La comtesse pressa vivement la main de Rodolphe contre ses lèvres défaillantes avec un élan de joie et de reconnaissance, puis elle dit:
—Faites entrer le ministre, mon ami, et dites-lui qu'ensuite il ne s'éloigne pas... Je me sens bien faible!
Cette scène était déchirante; Rodolphe ouvrit les deux battants de la porte du fond; le ministre entra, suivi de Murph et du baron de Graün, témoins de Rodolphe, et du duc de Lucenay et de lord Douglas, témoins de la comtesse; Thomas Seyton venait ensuite.
Tous les acteurs de cette scène douloureuse étaient graves, tristes et recueillis: M. de Lucenay lui-même avait oublié sa pétulance habituelle.
Le contrat de mariage entre très-haut et très-puissant prince S. A. R. Gustave-Rodolphe V, grand-duc régnant de Gerolstein, et Sarah Seyton de Halsbury, comtesse Mac-Gregor (contrat qui légitimait la naissance de Fleur-de-Marie) avait été préparé par les soins du baron de Graün; il fut lu par lui et signé par les époux et leurs témoins.

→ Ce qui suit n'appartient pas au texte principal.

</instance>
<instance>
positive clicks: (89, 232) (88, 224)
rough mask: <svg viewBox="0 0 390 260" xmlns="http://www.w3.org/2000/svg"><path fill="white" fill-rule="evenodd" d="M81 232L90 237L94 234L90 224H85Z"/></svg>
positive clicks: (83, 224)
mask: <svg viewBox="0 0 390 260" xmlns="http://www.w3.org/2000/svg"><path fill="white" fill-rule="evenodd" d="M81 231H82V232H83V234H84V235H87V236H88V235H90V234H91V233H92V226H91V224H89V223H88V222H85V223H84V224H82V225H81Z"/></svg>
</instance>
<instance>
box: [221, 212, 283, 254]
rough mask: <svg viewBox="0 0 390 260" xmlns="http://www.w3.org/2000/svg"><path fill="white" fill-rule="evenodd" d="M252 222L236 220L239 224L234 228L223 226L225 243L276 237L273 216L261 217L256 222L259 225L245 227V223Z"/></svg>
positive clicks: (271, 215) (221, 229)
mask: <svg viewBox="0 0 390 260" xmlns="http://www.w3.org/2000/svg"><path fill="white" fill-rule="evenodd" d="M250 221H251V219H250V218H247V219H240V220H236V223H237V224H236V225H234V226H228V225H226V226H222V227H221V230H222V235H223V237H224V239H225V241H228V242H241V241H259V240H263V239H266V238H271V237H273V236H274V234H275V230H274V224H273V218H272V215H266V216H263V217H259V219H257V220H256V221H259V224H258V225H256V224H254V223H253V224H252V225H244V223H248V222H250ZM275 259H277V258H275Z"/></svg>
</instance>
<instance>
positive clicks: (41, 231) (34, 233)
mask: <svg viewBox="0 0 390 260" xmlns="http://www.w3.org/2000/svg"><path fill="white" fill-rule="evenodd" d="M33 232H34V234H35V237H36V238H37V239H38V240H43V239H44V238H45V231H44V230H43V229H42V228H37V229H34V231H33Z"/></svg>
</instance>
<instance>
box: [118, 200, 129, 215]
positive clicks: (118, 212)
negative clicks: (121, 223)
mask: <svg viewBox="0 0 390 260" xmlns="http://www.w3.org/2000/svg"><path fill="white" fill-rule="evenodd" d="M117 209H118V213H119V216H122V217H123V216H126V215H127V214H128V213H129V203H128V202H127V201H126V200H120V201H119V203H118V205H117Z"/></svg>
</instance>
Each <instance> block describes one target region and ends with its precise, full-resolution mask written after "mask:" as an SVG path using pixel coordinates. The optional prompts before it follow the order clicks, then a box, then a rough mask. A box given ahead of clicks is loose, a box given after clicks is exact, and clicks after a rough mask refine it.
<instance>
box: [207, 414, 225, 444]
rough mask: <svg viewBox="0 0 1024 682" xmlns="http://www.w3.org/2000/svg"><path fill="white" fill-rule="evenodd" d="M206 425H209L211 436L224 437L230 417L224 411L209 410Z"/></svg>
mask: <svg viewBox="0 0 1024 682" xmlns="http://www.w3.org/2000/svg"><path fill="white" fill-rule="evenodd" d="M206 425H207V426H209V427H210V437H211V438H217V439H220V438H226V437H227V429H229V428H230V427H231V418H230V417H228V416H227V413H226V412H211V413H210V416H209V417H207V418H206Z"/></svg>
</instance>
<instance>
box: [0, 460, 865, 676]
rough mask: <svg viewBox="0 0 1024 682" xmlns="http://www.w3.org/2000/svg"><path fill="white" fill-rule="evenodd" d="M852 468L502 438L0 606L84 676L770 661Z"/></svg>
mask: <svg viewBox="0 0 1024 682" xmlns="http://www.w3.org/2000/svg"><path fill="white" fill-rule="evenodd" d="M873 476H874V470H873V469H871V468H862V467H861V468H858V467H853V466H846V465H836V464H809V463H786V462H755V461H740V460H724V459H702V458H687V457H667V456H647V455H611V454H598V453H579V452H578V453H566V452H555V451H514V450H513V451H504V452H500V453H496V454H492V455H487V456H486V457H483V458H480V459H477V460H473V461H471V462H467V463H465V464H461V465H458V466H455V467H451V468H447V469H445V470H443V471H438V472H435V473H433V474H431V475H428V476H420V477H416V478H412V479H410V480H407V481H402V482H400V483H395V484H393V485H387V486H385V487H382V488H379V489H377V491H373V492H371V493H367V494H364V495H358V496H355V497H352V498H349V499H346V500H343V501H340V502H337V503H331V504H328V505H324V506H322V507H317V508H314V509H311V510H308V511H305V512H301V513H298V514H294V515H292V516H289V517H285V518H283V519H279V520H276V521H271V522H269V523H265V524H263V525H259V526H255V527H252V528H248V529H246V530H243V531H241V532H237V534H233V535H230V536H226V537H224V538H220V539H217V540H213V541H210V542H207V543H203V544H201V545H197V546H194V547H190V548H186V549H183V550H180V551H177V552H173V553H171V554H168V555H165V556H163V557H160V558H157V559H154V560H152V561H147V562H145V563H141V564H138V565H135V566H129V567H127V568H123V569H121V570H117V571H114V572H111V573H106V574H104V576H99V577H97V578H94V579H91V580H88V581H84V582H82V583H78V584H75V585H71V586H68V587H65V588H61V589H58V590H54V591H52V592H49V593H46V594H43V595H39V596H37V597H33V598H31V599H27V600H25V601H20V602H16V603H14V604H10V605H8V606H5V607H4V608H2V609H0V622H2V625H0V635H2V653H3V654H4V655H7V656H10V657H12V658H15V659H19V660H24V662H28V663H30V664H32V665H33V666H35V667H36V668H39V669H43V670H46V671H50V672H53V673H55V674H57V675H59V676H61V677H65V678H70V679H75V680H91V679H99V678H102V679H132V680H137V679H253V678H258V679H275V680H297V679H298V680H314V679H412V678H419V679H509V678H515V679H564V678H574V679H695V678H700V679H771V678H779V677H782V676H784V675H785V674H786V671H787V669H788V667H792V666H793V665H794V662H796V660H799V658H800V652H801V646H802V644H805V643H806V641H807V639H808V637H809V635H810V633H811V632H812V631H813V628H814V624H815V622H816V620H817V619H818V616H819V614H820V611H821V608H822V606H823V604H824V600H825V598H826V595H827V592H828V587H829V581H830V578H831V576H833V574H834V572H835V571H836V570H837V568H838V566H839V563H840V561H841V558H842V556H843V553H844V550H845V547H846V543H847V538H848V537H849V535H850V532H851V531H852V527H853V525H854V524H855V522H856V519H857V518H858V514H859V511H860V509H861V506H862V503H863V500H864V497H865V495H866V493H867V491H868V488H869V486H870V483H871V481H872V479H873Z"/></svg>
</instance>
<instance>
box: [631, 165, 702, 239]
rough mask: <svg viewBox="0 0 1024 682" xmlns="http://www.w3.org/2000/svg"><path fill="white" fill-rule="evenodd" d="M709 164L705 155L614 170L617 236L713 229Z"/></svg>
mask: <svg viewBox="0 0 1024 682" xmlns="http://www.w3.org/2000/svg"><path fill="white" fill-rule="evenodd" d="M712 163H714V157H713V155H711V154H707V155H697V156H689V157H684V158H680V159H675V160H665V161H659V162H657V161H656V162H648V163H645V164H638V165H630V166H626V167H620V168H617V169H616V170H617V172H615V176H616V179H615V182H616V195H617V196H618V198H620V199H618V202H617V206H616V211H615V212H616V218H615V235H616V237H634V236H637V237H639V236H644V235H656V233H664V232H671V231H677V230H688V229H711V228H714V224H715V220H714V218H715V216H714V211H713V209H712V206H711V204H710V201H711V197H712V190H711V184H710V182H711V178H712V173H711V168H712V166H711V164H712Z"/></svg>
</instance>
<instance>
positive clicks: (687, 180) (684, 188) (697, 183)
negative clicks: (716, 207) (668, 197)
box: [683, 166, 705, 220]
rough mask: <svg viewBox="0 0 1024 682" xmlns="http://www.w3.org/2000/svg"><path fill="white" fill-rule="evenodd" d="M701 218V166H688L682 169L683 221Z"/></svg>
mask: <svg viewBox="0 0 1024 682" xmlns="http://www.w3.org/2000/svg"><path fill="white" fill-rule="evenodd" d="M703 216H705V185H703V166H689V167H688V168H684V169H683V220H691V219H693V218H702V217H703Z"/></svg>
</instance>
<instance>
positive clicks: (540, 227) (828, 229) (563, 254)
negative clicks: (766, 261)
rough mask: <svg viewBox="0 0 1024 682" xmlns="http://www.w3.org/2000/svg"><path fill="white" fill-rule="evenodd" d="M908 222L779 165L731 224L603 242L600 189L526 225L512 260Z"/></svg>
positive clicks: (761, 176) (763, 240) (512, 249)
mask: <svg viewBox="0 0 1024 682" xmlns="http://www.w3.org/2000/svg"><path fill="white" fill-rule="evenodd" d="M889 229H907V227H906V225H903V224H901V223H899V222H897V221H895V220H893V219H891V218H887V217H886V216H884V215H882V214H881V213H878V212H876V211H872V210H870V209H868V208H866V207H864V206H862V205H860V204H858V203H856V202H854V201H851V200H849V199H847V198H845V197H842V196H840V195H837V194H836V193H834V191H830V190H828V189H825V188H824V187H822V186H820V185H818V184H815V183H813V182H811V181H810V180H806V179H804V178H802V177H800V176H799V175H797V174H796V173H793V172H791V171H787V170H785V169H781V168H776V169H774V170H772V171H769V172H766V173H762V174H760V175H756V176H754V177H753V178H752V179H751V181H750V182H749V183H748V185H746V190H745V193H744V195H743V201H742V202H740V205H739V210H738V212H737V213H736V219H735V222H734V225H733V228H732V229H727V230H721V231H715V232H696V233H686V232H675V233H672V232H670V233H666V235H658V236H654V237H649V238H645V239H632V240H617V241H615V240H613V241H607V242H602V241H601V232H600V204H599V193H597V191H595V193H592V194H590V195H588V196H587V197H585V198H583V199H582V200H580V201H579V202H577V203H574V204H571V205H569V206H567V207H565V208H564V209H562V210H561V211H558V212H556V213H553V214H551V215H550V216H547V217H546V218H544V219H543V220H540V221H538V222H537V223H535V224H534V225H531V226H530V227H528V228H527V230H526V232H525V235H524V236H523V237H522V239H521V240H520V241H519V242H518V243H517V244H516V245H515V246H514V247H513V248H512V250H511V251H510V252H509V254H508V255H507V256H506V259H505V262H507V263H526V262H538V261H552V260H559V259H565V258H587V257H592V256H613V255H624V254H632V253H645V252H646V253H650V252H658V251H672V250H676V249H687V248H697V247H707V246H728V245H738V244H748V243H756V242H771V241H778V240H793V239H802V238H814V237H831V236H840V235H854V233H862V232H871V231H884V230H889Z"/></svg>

Malgré le repentir de la comtesse, lorsque le ministre dit d'une voix solennelle à Rodolphe: «Votre Altesse Royale consent-elle à prendre pour épouse Mme Sarah Seyton de Halsbury, comtesse Mac-Gregor?» et que le prince eut répondu «Oui» d'une voix haute et ferme, le regard mourant de Sarah étincela; une rapide et fugitive expression d'orgueilleux triomphe passa sur ses traits livides; c'était le dernier éclat de l'ambition qui mourait avec elle.